Belgium produces hundreds, perhaps thousands, of different varieties of beer and yet if you ask the average British consumer to list as many types as they can, he or she will start to struggle after citing Stella Artois and Hoegaarden. Likewise, Belgium is the home to countless extraordinary and experimental music makers but most people in the UK have only heard of Soulwax, dEUS and Plastic Bertrand.
You only need to delve a little way into the thicket of Belgium’s scene to find a mystifying menagerie of sonic delights, from the thrillingly original noise-rock produced by the likes of Raketkanon and Hypochristmutreefuzz, through the atmospheric desert jazz of Dans Dans, to our current subject Raveyards, who blur ambient electronica, post-rock contours and techno mulch to charmingly impressive effect.

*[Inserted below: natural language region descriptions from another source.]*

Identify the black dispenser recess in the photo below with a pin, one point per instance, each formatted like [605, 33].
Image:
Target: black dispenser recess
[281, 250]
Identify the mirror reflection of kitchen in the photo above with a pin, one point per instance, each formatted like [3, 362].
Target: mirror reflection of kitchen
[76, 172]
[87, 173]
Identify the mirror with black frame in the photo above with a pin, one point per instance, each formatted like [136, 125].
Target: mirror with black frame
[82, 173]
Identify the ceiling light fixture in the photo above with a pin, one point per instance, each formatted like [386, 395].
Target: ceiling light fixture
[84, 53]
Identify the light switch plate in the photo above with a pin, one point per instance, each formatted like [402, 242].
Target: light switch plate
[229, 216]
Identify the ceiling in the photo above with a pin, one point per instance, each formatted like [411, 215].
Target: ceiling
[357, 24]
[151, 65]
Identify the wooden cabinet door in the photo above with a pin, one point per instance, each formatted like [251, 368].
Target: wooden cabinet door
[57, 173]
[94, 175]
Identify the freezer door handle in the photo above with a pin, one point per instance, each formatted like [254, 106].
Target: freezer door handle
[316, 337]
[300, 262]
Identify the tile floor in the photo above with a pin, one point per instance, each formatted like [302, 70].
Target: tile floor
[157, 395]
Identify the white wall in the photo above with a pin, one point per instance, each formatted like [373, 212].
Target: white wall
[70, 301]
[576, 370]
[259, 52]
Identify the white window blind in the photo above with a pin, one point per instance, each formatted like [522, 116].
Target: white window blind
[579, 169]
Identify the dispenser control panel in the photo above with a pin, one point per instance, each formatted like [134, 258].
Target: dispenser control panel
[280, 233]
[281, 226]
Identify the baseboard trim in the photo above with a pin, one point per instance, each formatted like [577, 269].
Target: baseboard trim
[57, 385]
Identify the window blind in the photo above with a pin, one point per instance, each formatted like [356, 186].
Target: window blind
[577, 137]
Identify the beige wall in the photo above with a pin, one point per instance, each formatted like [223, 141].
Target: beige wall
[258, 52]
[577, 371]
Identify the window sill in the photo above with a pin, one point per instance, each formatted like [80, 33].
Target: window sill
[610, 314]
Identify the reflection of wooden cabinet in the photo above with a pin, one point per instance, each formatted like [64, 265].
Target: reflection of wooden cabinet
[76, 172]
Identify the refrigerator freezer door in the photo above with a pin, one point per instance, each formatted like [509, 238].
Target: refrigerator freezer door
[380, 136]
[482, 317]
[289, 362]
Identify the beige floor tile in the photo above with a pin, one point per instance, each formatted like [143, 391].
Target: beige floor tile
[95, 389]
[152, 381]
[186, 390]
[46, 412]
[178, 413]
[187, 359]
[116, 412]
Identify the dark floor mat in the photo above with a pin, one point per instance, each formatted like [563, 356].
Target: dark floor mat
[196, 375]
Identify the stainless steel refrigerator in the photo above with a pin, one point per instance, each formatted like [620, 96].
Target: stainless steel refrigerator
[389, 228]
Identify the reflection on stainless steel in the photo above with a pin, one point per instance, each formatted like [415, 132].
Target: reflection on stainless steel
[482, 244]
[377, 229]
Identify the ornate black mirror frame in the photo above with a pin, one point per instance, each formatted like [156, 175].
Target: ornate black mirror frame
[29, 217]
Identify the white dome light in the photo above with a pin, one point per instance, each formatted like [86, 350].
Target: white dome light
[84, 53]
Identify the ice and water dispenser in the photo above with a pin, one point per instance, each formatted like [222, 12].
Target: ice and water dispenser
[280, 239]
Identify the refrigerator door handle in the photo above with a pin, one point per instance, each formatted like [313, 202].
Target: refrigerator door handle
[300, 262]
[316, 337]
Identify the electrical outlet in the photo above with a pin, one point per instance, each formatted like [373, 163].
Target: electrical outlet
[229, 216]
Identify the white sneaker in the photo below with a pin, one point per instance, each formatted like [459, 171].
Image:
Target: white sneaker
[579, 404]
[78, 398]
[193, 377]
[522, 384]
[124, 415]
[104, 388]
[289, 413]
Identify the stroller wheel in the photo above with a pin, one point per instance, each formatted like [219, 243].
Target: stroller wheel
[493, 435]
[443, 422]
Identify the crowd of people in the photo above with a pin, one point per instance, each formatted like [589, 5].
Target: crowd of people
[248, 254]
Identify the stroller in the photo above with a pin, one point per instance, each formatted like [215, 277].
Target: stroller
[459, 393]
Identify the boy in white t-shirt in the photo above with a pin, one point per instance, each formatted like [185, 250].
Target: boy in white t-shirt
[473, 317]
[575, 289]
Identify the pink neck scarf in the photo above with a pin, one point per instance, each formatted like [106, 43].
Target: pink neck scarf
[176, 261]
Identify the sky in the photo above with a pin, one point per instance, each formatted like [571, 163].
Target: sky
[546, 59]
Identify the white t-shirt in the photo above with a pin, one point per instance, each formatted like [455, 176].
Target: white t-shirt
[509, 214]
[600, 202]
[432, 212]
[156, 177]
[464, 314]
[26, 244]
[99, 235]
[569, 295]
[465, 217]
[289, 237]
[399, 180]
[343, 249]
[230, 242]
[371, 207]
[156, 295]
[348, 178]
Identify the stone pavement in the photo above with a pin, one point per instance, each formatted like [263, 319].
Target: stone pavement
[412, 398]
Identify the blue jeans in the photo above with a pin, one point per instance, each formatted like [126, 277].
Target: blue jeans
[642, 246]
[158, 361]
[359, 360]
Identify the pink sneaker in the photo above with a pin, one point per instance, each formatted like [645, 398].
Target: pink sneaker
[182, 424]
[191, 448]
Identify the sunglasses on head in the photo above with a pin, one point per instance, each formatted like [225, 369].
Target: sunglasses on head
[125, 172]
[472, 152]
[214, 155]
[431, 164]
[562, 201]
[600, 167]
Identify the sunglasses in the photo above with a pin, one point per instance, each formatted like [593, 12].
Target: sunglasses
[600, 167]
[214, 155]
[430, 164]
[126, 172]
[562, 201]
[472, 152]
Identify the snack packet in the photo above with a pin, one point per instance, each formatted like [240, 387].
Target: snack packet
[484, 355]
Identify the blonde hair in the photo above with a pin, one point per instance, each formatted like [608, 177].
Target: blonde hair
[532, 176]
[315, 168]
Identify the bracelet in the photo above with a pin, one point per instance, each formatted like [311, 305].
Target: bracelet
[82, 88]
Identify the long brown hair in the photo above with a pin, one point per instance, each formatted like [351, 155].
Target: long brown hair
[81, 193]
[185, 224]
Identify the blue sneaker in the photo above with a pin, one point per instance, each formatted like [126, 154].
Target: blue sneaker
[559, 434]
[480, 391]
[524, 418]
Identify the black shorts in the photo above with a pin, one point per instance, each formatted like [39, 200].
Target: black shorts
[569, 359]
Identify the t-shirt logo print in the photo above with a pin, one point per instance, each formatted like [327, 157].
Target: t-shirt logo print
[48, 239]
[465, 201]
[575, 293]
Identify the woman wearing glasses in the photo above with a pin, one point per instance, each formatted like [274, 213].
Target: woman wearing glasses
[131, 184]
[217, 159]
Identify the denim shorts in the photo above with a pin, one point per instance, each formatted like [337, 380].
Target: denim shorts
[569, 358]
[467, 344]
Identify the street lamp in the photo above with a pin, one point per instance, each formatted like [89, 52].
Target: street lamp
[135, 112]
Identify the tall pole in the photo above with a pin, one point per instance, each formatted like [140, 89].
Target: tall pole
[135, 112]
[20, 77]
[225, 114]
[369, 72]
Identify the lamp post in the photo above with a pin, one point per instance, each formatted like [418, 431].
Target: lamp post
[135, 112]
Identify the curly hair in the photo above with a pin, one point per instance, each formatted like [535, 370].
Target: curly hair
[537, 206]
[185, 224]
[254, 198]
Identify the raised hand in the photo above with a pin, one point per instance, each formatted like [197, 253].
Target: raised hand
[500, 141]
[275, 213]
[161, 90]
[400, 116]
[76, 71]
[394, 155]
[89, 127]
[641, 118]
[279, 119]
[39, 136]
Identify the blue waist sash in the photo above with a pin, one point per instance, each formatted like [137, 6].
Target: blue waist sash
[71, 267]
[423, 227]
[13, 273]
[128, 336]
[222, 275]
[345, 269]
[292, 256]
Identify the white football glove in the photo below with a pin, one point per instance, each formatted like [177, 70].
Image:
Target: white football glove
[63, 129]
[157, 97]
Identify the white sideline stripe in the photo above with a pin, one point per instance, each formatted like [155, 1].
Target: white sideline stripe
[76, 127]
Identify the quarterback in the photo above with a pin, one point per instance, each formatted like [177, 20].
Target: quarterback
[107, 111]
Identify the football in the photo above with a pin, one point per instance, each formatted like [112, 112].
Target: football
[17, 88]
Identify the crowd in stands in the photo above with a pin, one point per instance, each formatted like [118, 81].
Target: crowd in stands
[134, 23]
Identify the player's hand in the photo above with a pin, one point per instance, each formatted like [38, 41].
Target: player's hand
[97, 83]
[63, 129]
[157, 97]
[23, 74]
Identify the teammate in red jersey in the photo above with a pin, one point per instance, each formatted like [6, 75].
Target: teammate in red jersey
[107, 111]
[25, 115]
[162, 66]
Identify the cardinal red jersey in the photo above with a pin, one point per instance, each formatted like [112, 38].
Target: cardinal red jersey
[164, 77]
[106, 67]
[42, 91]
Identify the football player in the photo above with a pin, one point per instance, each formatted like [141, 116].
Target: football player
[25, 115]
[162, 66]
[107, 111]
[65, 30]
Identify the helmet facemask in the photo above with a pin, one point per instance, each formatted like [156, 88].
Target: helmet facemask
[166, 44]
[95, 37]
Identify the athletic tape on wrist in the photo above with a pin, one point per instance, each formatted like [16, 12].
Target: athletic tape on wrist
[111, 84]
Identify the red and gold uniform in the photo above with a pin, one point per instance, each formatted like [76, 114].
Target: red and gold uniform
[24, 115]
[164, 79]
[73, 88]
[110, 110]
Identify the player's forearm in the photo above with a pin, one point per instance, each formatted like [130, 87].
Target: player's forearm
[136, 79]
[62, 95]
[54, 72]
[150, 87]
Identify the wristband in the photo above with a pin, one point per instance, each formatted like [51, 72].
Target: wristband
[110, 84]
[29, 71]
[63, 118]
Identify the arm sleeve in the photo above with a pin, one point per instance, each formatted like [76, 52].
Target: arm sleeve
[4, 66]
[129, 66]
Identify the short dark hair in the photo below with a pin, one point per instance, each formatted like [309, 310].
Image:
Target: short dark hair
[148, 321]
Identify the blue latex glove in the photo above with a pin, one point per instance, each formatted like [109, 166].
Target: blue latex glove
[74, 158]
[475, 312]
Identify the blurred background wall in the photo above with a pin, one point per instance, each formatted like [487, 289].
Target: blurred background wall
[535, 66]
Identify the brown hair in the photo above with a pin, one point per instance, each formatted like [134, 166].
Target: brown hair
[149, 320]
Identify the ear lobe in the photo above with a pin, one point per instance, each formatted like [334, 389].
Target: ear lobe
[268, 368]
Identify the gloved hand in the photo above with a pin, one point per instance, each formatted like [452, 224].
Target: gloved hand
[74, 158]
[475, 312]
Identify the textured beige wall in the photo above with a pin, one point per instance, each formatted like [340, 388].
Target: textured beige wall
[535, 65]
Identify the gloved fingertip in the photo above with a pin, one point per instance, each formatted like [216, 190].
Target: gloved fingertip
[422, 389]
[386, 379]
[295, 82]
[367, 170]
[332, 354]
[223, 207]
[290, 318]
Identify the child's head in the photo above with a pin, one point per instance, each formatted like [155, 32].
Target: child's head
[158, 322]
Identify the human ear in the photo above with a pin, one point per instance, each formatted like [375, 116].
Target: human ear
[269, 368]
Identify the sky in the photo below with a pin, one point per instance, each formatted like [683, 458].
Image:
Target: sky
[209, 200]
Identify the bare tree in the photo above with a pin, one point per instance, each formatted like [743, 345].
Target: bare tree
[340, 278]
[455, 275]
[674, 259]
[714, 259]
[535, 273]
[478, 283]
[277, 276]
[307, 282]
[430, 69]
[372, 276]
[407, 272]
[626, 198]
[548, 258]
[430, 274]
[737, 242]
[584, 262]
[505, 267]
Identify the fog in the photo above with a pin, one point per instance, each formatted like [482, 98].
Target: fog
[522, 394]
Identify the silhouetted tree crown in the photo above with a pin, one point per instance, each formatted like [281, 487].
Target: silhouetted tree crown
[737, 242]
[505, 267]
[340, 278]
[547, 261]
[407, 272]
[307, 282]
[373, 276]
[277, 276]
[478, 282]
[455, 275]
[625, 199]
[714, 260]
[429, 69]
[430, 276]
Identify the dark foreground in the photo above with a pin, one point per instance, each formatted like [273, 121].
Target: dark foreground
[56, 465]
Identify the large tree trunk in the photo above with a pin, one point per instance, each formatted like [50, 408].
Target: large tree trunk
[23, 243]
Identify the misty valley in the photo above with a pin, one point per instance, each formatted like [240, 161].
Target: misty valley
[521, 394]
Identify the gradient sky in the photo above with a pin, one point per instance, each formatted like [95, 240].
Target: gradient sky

Originally conceived by Francois De Meyer (vocals and synths) and Stefan Bracke (synths and computers), the Ghent-based project has gradually expanded to a five-piece band which also uses further collaborators behind the scenes, such as the lighting and video experts who help bring Raveyards’ ambitious and immersive live shows to fruition.
A concise showcase of the range of their powers, the Kyem EP is comprised of four longish pieces and two shorter soundscapey intermissions, ‘Yet’ and ‘Honey’, the first of which sounds like an alcoholic robot sadly circling one of its spannered digits round the rim of its near-empty snifter glass. Of the more substantial numbers, Kyem’s opening track builds from a menacing, minimalist throb to a densely multi-layered cinematic drive through the midnight back roads of Flanders, full of twists and turns and the passing of shadowed strangers who stare at your dented car like curious ghosts. On ‘Chicago’, a serene piano intro is suddenly drowned in industrial waste. Crawling out of the toxic spill comes a hulking mutant monster resembling a Fuck Buttons’ remix of some latter-day Mogwai track sung by that little bloke from Hot Chip. The drained murmuring on the Eastern-tinged ‘Nest’, meanwhile, recalls Massive Attack at their bleakest, while the final cut, ‘22’, has a comparatively lighter disposition, albeit still a pretty murky one, sounding at various points like one of Moby’s weirder 90s tracks, a snippet from a David Lynch film score, something by one of the newer darkwave or chillwave outfits that have sprung up of late and a sentient sequencer mourning the passing of Dieter Moebius.
Where Raveyards go next and the ways in which they’ll opt to fill the exhibition space of a full long-player will be interesting to observe. For the time being, Kyem will whet the whistle as well as a high-percentage half-pint of flavourful Flemish hops. We wait in thirsty anticipation for the full yard of ale. Or, rather, the full raveyard.